Western countries said Thursday's closed-door briefing by Neville Whiting, head of the IAEA safeguards department dealing with Syria and Iran, had made clear that Syria had a secret nuclear plant. - File Photo

UNITED NATIONS: The UN nuclear watchdog brought allegations of covert atomic work by Syria before the Security Council on Thursday, but the 15-nation body took no immediate action amid divisions among key powers.

The International Atomic Energy Agency board of governors voted in June to report Syria to the council, rebuking it for stonewalling an agency probe into the Dair Alzour complex, bombed by Israel in 2007.

Western countries said Thursday's closed-door briefing by Neville Whiting, head of the IAEA safeguards department dealing with Syria and Iran, had made clear that Syria had a secret nuclear plant. They said the council should pursue the issue, but suggested it might not discuss it again before September.

Russia and China, allies of Damascus who can veto any council action, queried whether the council should be involved, as the Syrian complex no longer exists.

US intelligence reports have said the complex was a nascent, North Korean-designed reactor intended to produce plutonium for atomic weaponry, before Israeli warplanes reduced it to rubble. Syria has said it was a non-nuclear military facility.

British Ambassador Mark Lyall Grant told reporters Whiting had given a “devastating briefing ... from which you could only draw one conclusion - that Syria did have at Dair Alzour a clandestine nuclear plant.”
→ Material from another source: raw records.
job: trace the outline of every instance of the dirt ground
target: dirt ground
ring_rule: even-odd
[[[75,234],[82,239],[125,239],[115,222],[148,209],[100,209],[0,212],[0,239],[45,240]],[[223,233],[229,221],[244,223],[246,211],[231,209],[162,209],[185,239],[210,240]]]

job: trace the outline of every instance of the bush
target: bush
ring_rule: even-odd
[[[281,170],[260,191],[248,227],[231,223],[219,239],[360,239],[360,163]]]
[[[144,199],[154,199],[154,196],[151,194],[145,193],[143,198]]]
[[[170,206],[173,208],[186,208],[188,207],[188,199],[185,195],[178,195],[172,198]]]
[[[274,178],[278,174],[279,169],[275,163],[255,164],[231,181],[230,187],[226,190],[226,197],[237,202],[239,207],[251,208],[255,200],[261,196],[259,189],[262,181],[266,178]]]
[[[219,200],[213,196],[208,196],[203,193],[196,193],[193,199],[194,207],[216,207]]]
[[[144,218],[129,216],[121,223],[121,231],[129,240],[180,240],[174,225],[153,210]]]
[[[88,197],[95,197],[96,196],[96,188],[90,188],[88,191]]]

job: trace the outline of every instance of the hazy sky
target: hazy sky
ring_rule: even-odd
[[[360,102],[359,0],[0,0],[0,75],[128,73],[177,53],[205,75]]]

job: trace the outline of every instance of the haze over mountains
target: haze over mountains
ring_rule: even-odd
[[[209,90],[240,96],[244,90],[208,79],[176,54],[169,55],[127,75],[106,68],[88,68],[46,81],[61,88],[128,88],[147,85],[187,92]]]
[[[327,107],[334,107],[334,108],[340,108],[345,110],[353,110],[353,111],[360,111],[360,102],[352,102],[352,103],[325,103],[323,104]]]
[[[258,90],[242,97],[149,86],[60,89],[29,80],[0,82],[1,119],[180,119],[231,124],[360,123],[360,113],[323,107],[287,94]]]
Damascus had “tried to conceal the purpose of that plant ... misled the IAEA about what the purpose was and ... failed to cooperate effectively with the IAEA in following up the questions that the IAEA put to them,” he said.

New Report

Both Lyall Grant and German Ambassador Peter Wittig noted that the IAEA was due to produce a new report on Syria for its board of governors in September. “And then we take it from there,” Wittig said.

But Chinese envoy Wang Min said Beijing was “not very happy” about the council's involvement. “We should not talk about something that does not exist. There are a lot of things that happened in the past - should we discuss all of them?” he asked.

Russian envoy Alexander Pankin, asked what he had learned from Thursday's briefing, said “not much.”

Syrian Ambassador Bashar Ja'afari said the meeting “didn't come to any conclusion because the Security Council considers only matters related to threats to peace and security, not to prefabricated, unfounded accusations against a member state of the United Nations.”

“The point is that there is no case for the Security Council to consider in its deliberations,” he said.

Diplomats have said council members could strive for language urging Syria to cooperate with the IAEA but that Damascus is unlikely to face UN sanctions over the issue.

Syria pledged on May 26 to cooperate with the IAEA and provide access to sites and information related to the probe, but Lyall Grant quoted the nuclear watchdog as saying cooperation had not improved since then.

In a statement, US Ambassador Susan Rice called on Syria to fulfill its pledge and that Damascus's “positive and prompt cooperation with the IAEA would be the best way to resolve outstanding questions about its nuclear program.”